One of the worlds most loved children’s (and adult’s) toys is hoping to go green.
One of the worlds most loved children’s (and adult’s) toys is hoping to go green. LEGO, the Billund, Denmark manufacturer of colorful blocks and destroyers of bare feet, has offered up $150 million to bring in new researchers to develop a more sustainable product.
LEGO has produced over 560 billion parts since its inception in 1949, but sadly all of those parts were made up from petrochemical-based polymers. This reliance on fossil fuels has long plagued the company and this new venture aims to fix their mess.
Check out how the pieces are currently made in the video below:
“Finding alternatives to the materials used to make these bricks would significantly reduce the Lego Group’s impact on the planet,” said Lego owner Kjeld Kirk Kristiansen in a Chemical Engineering News story posted yesterday. The company will also steer their product packaging to be made of similarly recycled goods.
Without getting too technical (and trust me, Chemical Engineering News gets pretty technical,) the issue with finding the right plastic comes down to finding the perfect relationship between pieces. LEGO told CEN the the “building-block raw material has to be made to an exact specification so that the blocks lock together and then come apart with just the right amount of force.”

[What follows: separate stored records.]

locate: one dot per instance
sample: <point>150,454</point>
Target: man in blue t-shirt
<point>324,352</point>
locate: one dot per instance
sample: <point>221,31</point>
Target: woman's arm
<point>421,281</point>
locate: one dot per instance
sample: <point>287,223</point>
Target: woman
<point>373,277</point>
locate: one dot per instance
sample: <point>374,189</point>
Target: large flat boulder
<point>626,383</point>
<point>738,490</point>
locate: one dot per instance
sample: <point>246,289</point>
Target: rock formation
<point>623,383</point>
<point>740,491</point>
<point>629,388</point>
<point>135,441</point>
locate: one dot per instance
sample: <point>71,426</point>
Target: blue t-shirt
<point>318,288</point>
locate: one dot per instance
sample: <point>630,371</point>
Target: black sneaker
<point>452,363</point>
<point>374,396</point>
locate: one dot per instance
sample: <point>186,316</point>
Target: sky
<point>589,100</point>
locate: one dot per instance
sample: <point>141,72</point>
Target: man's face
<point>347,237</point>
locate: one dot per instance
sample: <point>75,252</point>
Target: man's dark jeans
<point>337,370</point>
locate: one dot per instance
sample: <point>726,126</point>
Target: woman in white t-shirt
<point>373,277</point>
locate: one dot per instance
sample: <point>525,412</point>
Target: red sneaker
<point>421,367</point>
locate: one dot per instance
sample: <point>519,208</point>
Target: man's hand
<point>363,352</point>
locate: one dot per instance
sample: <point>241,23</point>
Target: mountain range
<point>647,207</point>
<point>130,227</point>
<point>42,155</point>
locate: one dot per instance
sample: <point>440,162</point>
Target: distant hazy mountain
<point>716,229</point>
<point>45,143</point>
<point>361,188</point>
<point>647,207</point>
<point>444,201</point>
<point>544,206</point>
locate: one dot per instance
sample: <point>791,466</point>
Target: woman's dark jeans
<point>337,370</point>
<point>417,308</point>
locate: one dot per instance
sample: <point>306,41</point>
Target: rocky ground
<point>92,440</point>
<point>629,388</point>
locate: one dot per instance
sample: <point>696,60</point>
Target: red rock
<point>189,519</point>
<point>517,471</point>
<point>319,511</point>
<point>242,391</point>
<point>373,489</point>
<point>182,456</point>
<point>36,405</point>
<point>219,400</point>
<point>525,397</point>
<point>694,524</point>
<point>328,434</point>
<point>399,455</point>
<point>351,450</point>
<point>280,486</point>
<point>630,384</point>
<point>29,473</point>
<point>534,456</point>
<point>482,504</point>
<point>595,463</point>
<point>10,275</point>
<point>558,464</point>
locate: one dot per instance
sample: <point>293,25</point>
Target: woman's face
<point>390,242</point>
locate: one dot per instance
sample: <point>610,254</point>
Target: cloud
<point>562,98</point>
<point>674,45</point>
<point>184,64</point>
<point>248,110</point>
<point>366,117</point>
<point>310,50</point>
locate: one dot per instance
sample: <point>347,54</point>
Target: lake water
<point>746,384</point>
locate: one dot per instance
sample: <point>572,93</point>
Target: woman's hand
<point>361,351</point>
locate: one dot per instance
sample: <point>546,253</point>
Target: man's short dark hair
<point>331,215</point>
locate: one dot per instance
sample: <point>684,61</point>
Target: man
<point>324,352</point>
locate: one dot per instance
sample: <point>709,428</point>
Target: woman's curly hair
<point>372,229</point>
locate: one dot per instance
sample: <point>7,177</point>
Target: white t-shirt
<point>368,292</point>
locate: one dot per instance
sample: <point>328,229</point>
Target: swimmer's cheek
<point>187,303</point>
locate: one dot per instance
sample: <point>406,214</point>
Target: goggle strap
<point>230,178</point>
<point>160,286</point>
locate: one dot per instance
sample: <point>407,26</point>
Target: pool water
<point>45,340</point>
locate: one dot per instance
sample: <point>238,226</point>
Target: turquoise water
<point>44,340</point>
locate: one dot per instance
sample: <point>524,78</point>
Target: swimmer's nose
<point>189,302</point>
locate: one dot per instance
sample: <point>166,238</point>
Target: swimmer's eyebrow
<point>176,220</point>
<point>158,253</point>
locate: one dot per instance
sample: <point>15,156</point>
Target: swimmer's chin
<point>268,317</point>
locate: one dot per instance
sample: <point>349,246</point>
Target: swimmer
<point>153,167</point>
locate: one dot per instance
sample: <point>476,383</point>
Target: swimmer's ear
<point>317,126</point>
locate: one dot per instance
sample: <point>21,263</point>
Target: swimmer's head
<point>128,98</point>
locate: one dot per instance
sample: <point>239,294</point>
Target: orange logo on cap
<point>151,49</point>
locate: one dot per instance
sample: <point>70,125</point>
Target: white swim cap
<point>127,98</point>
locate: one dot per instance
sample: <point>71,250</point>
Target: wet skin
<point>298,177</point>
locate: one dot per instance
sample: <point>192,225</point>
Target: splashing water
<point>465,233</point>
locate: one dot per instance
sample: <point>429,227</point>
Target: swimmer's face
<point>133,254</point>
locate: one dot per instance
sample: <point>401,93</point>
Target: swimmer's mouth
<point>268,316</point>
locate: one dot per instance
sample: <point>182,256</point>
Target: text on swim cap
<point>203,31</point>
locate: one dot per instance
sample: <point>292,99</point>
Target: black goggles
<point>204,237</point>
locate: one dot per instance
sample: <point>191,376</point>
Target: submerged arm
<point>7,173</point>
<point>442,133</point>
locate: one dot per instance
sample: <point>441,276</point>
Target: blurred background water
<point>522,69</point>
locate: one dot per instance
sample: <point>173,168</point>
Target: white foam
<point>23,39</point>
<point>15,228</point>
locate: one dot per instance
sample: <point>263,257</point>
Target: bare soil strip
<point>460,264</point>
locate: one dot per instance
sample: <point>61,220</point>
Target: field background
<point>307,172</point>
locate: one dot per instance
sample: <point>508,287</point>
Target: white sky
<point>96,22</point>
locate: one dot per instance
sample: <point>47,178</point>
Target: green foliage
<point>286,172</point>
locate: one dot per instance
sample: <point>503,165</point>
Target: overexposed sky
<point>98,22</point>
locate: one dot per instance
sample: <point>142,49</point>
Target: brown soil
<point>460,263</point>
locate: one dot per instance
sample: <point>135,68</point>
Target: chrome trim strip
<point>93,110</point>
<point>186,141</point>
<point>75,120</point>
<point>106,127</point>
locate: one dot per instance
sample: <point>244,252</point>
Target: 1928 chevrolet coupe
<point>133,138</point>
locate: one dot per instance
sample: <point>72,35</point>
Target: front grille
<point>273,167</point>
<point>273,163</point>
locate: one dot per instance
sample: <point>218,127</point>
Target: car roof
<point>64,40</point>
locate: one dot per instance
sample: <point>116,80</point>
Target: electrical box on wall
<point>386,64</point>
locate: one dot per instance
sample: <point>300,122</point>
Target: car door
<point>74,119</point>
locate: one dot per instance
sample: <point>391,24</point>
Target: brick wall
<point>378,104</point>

“It is not your run-of-the-mill ABS(acrylonitrile-butadiene-styrene),” Kristiansen said – see, told you it got technical.
The results of the investment won’t be coming anytime soon though; LEGO doesn’t expect folks to see the new piece until at least 2030. But they are looking for a few good engineers.
They told CEN they want “people who are good at creating networks,” (not sure if that’s a chemical bond pun, but I hope it is.) The company is hiring lots of new people for the projects from chemists and materials specialists to engineers, and parts designers.